I make a noncommittal sound, calculating the time I have left in L.A. Searching for a plausible way to spend some of it with Leo, rather than my sister, who is still making herself scarce at the counter.

"So I can't convince you to stick around for another night?" Leo says.

I hesitate, casting about for a solution. A way to stay in town while keeping things above board. But then I conjure Andy's smile, his dimples, his clear blue eyes, and have no choice but to say, "No… I really need to get back."

There simply is no way to tread these dangerous waters.

"I understand," Leo says quickly, seeming to read between the lines.
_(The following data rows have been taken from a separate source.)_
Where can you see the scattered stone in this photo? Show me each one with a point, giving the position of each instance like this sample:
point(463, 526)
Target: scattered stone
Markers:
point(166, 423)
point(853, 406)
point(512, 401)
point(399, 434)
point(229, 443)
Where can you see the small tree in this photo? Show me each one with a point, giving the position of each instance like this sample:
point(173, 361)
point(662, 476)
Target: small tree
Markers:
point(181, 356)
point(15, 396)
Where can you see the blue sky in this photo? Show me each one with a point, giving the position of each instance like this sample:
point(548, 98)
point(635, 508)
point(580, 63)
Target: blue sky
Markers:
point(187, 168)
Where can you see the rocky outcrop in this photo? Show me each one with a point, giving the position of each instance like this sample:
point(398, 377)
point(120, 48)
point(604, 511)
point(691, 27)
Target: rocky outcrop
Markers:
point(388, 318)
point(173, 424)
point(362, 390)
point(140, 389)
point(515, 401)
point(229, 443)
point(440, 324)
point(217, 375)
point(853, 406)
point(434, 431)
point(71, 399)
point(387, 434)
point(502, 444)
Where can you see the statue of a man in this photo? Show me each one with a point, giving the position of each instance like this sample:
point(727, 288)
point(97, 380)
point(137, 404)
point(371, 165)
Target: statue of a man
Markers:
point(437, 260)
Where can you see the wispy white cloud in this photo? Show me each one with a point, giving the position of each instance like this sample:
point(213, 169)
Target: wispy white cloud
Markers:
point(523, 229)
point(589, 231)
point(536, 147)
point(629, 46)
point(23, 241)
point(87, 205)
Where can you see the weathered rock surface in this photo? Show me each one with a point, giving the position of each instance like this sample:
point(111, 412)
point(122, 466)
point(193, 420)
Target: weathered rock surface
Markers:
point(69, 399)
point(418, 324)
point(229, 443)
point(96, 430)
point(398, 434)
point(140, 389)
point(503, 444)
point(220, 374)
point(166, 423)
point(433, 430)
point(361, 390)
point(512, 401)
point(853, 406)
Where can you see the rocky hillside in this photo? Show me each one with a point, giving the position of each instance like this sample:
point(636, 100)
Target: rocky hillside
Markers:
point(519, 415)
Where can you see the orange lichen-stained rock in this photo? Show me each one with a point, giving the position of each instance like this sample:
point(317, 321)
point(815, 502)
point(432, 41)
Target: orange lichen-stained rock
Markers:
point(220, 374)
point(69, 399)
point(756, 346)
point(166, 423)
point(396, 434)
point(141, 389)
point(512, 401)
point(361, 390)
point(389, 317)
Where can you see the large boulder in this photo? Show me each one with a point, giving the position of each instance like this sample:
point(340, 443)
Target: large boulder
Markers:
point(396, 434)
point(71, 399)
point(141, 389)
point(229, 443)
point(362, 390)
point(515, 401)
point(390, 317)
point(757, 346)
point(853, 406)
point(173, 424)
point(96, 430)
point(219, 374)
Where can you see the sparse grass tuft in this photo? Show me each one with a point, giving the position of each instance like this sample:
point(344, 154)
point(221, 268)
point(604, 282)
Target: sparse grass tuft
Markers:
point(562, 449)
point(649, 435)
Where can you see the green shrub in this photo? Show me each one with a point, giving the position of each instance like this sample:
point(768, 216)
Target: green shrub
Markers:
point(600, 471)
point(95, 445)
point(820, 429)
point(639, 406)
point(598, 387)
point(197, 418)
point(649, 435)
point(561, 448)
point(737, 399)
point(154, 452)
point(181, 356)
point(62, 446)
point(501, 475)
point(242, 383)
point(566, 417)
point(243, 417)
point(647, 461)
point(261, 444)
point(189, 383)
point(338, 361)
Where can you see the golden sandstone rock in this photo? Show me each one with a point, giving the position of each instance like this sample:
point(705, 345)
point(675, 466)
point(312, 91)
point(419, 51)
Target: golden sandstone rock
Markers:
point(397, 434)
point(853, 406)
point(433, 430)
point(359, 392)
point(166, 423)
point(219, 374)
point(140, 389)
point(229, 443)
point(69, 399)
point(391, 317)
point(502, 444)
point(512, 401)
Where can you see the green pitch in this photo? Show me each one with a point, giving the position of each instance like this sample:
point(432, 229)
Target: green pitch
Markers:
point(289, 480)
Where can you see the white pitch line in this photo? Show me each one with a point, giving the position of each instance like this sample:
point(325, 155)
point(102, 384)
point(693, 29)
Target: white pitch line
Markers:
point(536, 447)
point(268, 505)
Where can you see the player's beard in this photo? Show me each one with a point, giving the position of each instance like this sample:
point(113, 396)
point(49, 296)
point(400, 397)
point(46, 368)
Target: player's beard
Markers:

He glances down to adjust the strap on his kelly green messenger bag-a brighter color than I'd expect of Leo-as I find myself wondering whether it was a gift; how beautiful the woman who gave it to him is; whether they're still together.

He looks up and winks playfully. "That's cool," he says. "We'll just hang out the next time we're in L.A. doing a feature on Drake."

"Right," I say, struggling to outdo his sarcasm with a bold line of my own. "We'll hang out the next time you dump me, then run into me years later, then reel me back in with an assignment of a lifetime…"

Leo looks startled. "What are you talking about?"

"Which part is unclear?" I say, smiling to soften my somewhat confrontational question.

"I didn't dump you," he says.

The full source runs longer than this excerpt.